Lesson Learned – As a rule, I don’t usually take snapshots in VMWare.  And if I do, I don’t let them hang out there for more than a day.  Keep an eye on the snapshots!

Green – Console output
Blue – My values, you’ll need to insert your own
Normal text – What I entered
Bold – Parts I’m trying to point out in the output

How I got out of this mess
After doing some research, I determined that the issue was with what VMWare calls the CID chain.  The CID value is used to link snapshots to parent VMDK files and when you load the parent file when there are snapshots present, you screw up this chain.  I didn’t have a backup of the system (at the VMWare level) and even though I had found steps online on how to try to fix this.  I let the experts at VMWare do it for me.  Afterwards, I recreated the scenario at home for the purpose of making this blog entry.  The steps below are offered at your own risk and there is no guarantee that they will work.

Step 1
BACKUP EVERYTHING.  Backup as much as you can, these steps will outline making direct edits to VMDK files which ,if done incorrectly, can cause corruption.  Also, try not to make ANY changes on the VMWare guest when you boot the parent VMDK.  I realized my mistake, and shut it down as soon as I could.

Step 2 
If you haven’t done so already, put the original VMX file back in place.  We’ll be using it to try to boot the system.  If you deleted it (for some silly reason) you may be able to make a new one but I haven’t tried that.

Step 3
Enable SSH on the ESX box if you haven’t already.  I’m running ESXi 3.5 in this test but you can very easily google how to enable SSH on your ESX version.  Using SSH just makes this a lot easier (especially if you are remote as I was).  In this example I’ll actually be using telnet.

Step 4
Figure out what the CID values are for each of the snapshots.  To do this we need to log in to the console (via SSH) and find the value on each of the files.  To do this, I entered the following commands.  Note the server I am running this test on is called UberServ01. 

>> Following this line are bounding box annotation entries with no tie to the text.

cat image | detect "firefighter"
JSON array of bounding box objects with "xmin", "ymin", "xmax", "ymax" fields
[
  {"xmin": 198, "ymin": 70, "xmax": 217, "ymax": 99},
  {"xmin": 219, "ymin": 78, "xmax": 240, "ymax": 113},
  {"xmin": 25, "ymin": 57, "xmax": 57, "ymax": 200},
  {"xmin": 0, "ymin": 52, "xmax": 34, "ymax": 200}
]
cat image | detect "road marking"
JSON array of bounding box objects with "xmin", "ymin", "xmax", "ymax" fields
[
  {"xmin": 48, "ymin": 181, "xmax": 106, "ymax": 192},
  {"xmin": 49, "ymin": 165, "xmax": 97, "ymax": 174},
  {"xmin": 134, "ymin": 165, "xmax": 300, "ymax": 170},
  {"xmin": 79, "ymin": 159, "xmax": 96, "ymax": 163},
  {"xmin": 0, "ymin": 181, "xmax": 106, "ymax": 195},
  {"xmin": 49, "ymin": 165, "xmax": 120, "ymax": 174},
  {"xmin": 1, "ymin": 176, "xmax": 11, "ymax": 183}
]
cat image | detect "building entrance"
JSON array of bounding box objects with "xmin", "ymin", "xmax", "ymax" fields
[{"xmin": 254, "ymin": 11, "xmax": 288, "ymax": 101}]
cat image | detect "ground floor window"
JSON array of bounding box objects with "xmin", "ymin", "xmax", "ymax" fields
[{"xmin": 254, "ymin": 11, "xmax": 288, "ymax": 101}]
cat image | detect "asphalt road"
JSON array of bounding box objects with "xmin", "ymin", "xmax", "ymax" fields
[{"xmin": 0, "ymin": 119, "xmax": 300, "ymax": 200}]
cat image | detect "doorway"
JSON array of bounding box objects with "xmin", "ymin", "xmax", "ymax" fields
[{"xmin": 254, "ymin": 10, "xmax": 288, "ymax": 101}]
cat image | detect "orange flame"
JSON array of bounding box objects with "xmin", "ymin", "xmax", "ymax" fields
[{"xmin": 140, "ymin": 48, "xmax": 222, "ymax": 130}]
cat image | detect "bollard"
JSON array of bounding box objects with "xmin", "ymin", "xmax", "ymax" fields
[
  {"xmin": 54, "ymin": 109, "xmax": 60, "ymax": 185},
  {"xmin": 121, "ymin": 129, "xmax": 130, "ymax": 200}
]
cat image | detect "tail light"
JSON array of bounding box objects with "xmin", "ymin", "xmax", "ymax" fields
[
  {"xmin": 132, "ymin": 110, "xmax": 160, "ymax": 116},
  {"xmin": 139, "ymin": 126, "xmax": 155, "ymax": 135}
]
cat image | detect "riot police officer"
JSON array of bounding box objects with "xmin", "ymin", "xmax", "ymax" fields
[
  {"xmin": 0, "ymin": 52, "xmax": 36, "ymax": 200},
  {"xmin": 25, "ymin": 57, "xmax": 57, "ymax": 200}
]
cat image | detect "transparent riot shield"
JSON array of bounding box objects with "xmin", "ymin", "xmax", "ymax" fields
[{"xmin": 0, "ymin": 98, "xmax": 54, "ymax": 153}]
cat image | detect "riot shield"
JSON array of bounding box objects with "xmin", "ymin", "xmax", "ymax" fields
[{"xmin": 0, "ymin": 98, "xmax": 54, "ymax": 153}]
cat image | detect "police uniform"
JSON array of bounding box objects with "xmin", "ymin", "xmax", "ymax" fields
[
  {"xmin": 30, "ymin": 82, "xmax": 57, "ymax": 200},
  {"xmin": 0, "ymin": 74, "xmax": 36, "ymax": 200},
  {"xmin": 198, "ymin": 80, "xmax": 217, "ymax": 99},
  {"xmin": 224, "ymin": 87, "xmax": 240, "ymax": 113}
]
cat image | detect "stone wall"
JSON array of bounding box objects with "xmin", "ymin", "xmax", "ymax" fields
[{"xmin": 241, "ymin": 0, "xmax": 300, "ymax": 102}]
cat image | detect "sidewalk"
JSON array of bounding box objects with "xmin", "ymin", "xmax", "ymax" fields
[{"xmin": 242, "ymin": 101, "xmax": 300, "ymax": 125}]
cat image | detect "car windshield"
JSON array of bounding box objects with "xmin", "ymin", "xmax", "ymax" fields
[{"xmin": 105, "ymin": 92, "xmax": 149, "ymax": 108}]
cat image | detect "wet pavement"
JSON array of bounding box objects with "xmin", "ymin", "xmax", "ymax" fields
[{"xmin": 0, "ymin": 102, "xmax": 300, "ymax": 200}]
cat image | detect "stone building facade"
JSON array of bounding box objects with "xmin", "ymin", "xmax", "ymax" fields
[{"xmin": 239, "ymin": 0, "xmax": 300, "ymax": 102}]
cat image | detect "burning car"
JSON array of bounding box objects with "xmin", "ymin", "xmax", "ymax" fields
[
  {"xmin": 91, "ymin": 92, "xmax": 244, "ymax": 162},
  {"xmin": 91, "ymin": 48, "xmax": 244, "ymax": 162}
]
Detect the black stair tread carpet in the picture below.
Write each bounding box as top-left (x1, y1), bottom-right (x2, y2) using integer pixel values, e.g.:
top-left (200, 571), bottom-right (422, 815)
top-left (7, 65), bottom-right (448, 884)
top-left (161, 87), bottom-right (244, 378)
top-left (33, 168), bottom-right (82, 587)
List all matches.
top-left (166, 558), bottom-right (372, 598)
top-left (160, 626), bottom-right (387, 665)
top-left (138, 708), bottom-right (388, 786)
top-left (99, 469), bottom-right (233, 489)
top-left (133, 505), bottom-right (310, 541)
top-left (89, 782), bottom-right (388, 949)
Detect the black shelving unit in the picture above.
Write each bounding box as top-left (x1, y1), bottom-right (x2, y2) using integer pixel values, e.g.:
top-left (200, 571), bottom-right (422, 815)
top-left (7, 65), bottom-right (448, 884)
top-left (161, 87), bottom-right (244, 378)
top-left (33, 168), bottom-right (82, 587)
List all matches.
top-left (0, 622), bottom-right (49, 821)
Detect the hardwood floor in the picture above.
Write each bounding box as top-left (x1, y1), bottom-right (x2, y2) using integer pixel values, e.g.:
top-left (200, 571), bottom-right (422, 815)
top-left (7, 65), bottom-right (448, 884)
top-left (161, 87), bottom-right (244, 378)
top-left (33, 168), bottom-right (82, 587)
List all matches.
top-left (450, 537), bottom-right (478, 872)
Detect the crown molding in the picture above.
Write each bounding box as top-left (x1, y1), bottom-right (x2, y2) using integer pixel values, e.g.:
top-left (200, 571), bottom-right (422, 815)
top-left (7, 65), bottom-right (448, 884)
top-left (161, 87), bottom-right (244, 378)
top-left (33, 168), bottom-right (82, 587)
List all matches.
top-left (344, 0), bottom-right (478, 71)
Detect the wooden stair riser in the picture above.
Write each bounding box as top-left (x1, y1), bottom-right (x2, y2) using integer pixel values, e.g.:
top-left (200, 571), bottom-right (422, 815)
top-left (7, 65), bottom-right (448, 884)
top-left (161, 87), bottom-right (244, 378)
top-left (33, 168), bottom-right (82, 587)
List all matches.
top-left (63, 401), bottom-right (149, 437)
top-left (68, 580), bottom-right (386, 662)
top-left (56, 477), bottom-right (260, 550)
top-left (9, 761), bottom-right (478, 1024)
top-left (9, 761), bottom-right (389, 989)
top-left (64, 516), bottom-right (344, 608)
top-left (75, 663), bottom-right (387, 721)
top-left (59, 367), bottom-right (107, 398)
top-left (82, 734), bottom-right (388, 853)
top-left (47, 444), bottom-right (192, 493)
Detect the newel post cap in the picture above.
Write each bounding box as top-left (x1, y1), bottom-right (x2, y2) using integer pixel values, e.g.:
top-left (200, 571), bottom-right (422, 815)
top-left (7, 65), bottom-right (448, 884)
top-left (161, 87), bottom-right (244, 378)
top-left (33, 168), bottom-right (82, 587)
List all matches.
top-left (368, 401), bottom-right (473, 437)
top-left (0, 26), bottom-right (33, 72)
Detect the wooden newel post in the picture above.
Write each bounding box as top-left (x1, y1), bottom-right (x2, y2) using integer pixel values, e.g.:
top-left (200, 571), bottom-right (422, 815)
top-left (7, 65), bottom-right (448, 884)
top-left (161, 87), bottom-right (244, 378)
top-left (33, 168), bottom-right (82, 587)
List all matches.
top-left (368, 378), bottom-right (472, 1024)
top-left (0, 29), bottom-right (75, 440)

Change to the guest directory
~ # cd /vmfs/volumes
/vmfs/volumes # ls
0016047d-c4d39b6a-ec38-631130484fa9  Hypervisor1
3abb47ef-875ea67c-c948-7bf6ff8d3c38  Hypervisor2
4af76f09-2611a4b1-ea7e-000f1ff86fb0  Hypervisor3
4af76f0b-0ba64946-17d8-000f1ff86fb0  datastore1
931ac070-8437760b-9dcc-b0a7dbce2d74
/vmfs/volumes #
cd ./datastore1/
/vmfs/volumes/4af76f0b-0ba64946-17d8-000f1ff86fb0 # ls
ISO                    UberServ01 
/vmfs/volumes/4af76f0b-0ba64946-17d8-000f1ff86fb0 #
cd ./UberServ01/
/vmfs/volumes/4af76f0b-0ba64946-17d8-000f1ff86fb0/UberServ01 # ls -ltr *.vmdk
-rw——-    1 root     root          255 Jul 15 21:34 UberServ01-000001.vmdk
-rw——-    1 root     root     67131904 Jul 15 21:36 UberServ01-000001-delta.vmdk
-rw——-    1 root     root          262 Jul 15 21:42 UberServ01-000002.vmdk
-rw——-    1 root     root     67131904 Jul 15 21:44 UberServ01-000002-delta.vmdk
-rw——-    1 root     root          532 Jul 15 21:48 UberServ01.vmdk
-rw——-    1 root     root    10758666240 Jul 15 21:52 UberServ01-flat.vmdk

The last command outputs the name of all of the files in the directory with the VMDK file extension.  As you can see, we have two snapshot files here.  One called UberServer01-000001.vmdk and the other UberServ02-000002.vmdk.  To return the CID values enter the following commands.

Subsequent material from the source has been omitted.